China Academy of Information and Communications Technology (CAICT), through its Cloud Computing & Big Data Research Institute, has published the “Data Element Development Report (2025),” a research report that takes stock of how China’s data-factor agenda is evolving in practice. The report’s central framing is straightforward: data value is not unlocked by a single policy or platform, but by connecting an end-to-end chain—getting data “out” (supply), keeping it “moving” (circulation), making it “useful” (application), and keeping it “safe” (security).

A distinctive feature of the 2025 edition is its emphasis on the feedback loop between data and AI. The report argues that large-model development is intensifying demand for high-quality, multi-modal, and domain-specific datasets, while AI is simultaneously changing the economics of data governance by lowering the cost of processing and improving data quality through more automated, intelligent methods. It describes this as a reinforcing cycle—data enabling smarter systems, and smarter systems improving data.

What the report covers (and why it is useful):
1) “Supply”: Expanding high-quality data availability
The report reviews policy moves intended to increase the availability of usable data, including public-data development and the scaling of high-quality datasets. It highlights the growing push toward systematic dataset construction and the role of departmental and local coordination in turning policy goals into a pipeline of accessible, well-governed data resources.

2) “Circulation”: Building a more integrated data market
On circulation, the report spotlights the shift toward a “nationally integrated” approach to data markets—i.e., reducing fragmentation across regions and platforms and improving rule consistency. It also points to early momentum in data circulation infrastructure and references model contract templates as practical tools to reduce transaction and compliance friction for market participants.

3) “Application”: Moving from pilots to deeper, multi-layered use
The report treats application as the “last mile” of value creation. It notes continued emphasis on expanding data-enabled scenarios and on improving reuse across sectors. It also discusses the role of data-and-AI fusion in changing application paradigms, alongside ongoing exploration around data assetization and how economic value is recognized and managed in business settings.

4) “Security”: From compliance checklists to proactive, lifecycle governance
Security is framed not as a brake on circulation, but as the condition that makes scalable circulation viable. The report describes a shift away from basic compliance-only thinking toward more proactive governance that is integrated with business operations and covers the full data lifecycle, with increasing attention to more intelligent and precise security techniques.

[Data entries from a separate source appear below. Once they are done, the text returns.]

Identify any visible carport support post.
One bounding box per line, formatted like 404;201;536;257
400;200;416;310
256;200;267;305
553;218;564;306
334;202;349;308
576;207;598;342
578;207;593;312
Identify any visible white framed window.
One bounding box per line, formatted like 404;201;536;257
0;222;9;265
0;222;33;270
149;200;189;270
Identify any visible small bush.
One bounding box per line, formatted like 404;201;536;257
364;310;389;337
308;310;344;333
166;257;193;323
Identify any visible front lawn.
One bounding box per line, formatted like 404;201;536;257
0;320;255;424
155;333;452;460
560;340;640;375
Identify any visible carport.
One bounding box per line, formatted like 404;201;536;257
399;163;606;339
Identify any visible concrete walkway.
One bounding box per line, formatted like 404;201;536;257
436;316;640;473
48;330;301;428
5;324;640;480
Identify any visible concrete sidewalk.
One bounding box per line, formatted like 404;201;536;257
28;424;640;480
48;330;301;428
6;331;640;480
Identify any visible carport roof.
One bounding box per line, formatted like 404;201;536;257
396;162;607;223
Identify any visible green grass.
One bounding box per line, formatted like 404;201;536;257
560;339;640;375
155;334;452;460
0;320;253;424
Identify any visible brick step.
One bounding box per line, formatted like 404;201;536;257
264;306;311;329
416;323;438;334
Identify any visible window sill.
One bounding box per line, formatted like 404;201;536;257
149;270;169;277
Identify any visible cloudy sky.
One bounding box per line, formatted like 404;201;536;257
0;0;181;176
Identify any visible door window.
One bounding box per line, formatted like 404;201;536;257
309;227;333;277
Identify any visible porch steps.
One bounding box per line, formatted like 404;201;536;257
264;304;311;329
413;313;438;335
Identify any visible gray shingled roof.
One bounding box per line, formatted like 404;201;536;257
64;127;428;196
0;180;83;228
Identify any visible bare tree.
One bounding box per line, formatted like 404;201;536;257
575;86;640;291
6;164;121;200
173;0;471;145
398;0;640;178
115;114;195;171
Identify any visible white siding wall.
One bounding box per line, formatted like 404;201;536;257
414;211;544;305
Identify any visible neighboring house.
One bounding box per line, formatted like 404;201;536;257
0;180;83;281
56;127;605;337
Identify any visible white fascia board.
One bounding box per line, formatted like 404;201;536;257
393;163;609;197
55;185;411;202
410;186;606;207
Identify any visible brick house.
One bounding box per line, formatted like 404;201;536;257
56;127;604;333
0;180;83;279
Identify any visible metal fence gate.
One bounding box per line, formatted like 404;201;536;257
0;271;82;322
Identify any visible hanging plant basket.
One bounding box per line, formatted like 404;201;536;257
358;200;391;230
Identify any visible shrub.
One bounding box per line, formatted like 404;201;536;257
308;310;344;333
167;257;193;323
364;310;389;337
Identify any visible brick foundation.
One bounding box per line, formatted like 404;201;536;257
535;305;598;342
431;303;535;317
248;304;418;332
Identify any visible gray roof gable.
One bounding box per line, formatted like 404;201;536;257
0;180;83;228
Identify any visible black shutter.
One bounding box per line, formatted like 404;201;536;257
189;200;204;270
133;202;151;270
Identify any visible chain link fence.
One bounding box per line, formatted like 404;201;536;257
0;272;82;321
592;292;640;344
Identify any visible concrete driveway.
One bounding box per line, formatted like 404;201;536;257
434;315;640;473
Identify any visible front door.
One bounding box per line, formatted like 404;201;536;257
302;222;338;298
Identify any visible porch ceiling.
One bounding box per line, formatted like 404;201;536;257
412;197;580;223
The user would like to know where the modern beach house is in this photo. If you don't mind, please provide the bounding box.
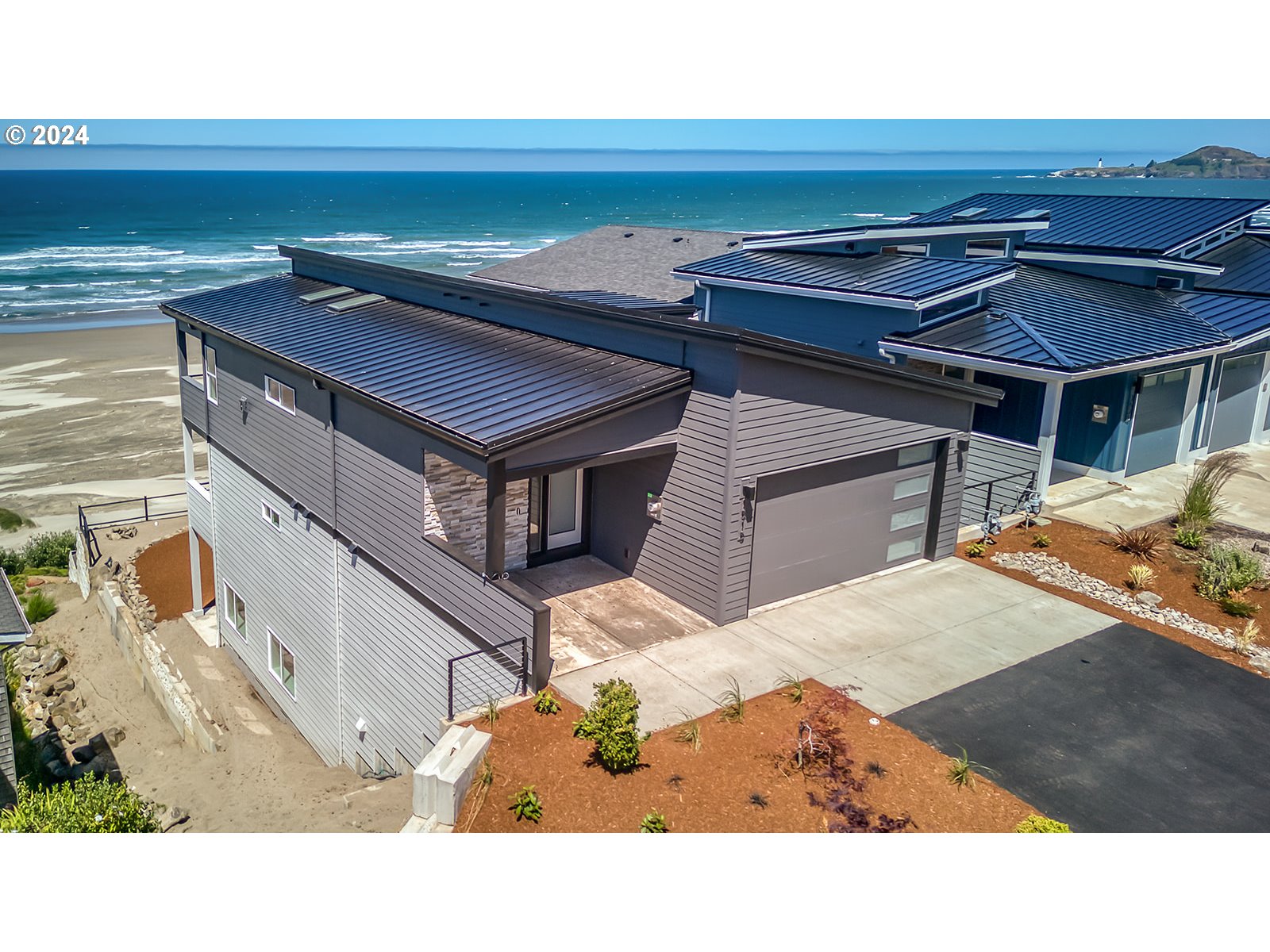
[163,248,1010,773]
[576,194,1270,524]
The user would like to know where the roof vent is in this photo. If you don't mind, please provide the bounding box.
[326,294,387,313]
[300,287,357,305]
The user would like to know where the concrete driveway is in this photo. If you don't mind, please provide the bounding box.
[552,559,1116,730]
[891,624,1270,833]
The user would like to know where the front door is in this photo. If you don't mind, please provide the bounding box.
[1126,370,1190,476]
[542,470,582,550]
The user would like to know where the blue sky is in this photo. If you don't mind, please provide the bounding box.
[0,117,1270,169]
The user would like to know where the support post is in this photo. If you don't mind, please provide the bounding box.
[485,459,506,578]
[1037,381,1063,500]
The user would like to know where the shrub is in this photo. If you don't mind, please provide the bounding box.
[1198,546,1265,601]
[1217,595,1261,618]
[1014,814,1072,833]
[719,674,745,724]
[0,774,159,833]
[776,671,802,704]
[1175,452,1249,531]
[1173,523,1204,548]
[21,531,75,569]
[1111,523,1164,562]
[573,678,645,772]
[533,688,560,713]
[949,747,995,789]
[639,811,671,833]
[1234,618,1261,655]
[1126,562,1156,592]
[508,785,542,823]
[23,592,57,624]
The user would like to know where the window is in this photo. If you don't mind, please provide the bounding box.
[264,377,296,416]
[899,443,935,466]
[203,345,216,404]
[265,628,296,698]
[881,245,931,258]
[225,582,246,641]
[260,503,282,532]
[965,239,1010,258]
[891,474,931,499]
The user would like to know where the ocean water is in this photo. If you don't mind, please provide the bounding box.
[0,170,1270,332]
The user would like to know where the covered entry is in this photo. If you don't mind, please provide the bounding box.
[749,443,938,608]
[1208,354,1265,453]
[1126,368,1190,476]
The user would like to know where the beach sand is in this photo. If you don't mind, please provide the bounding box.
[0,322,184,547]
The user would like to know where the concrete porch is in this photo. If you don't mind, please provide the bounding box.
[1045,444,1270,532]
[512,555,714,677]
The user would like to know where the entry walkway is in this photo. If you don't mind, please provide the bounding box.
[552,559,1116,730]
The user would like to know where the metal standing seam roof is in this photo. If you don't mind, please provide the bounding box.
[906,193,1270,254]
[883,265,1230,370]
[0,573,30,650]
[1195,235,1270,294]
[675,250,1014,301]
[163,274,692,453]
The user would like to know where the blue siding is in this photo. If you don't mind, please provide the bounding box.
[710,287,917,359]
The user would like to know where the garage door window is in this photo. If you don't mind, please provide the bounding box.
[887,538,922,562]
[891,474,931,499]
[891,505,926,532]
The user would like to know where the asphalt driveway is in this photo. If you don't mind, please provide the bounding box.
[891,624,1270,833]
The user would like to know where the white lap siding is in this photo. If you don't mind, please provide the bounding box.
[210,447,343,764]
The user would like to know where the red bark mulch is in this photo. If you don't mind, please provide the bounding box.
[957,519,1270,674]
[136,532,216,622]
[455,681,1037,833]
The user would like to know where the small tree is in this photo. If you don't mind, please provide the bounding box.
[573,678,645,773]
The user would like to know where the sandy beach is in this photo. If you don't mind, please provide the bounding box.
[0,324,184,547]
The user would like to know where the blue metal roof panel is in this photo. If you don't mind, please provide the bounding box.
[1172,292,1270,340]
[675,250,1014,301]
[1195,235,1270,294]
[167,274,692,448]
[908,193,1270,254]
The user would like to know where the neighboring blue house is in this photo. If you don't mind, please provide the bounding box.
[675,194,1270,523]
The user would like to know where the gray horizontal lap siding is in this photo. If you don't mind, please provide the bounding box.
[210,447,341,764]
[961,433,1040,525]
[335,398,533,651]
[208,338,335,524]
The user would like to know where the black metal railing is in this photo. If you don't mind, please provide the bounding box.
[446,636,529,721]
[78,493,187,566]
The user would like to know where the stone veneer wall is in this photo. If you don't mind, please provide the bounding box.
[423,453,529,571]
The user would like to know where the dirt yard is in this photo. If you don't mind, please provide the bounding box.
[456,681,1037,833]
[957,519,1270,674]
[16,578,411,833]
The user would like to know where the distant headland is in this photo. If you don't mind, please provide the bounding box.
[1050,146,1270,179]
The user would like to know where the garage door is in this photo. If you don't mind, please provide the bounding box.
[749,443,937,608]
[1126,370,1190,476]
[1208,354,1262,453]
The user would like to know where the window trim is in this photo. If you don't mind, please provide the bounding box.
[264,624,298,701]
[221,579,246,641]
[203,344,220,404]
[260,499,282,535]
[264,373,296,416]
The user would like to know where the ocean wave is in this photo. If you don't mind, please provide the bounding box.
[300,231,392,245]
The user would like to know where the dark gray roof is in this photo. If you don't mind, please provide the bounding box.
[163,274,692,453]
[884,265,1230,370]
[470,225,745,301]
[675,250,1014,301]
[1170,292,1270,339]
[1195,235,1270,294]
[906,193,1270,254]
[0,573,30,650]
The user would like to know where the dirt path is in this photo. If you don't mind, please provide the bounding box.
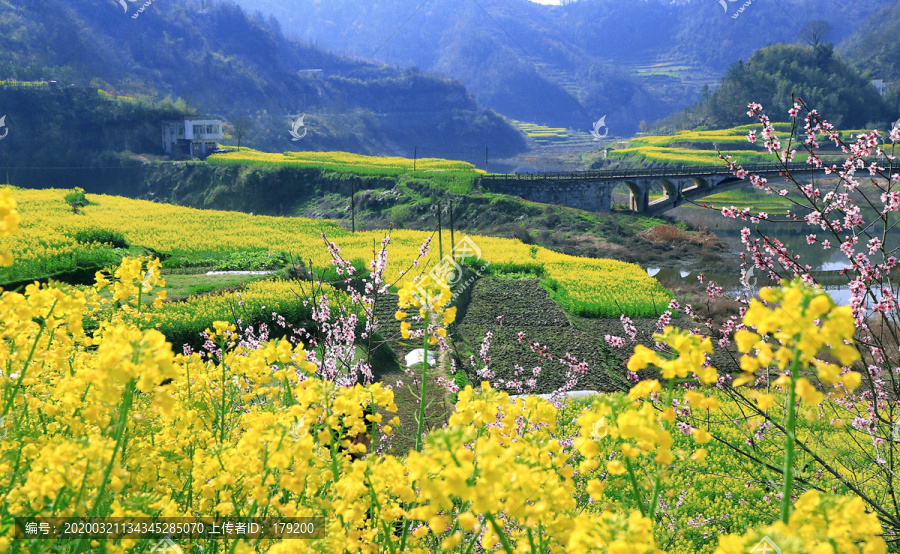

A practical takeaway for readers outside China is that the report reads less like a single-topic “data policy” document and more like a systems view of how a data-factor strategy is operationalized: policy and standards development, infrastructure and market mechanisms, scenario-driven application, and security governance designed to scale with complexity—especially in an environment where AI development increases both the value of data and the risks of misuse.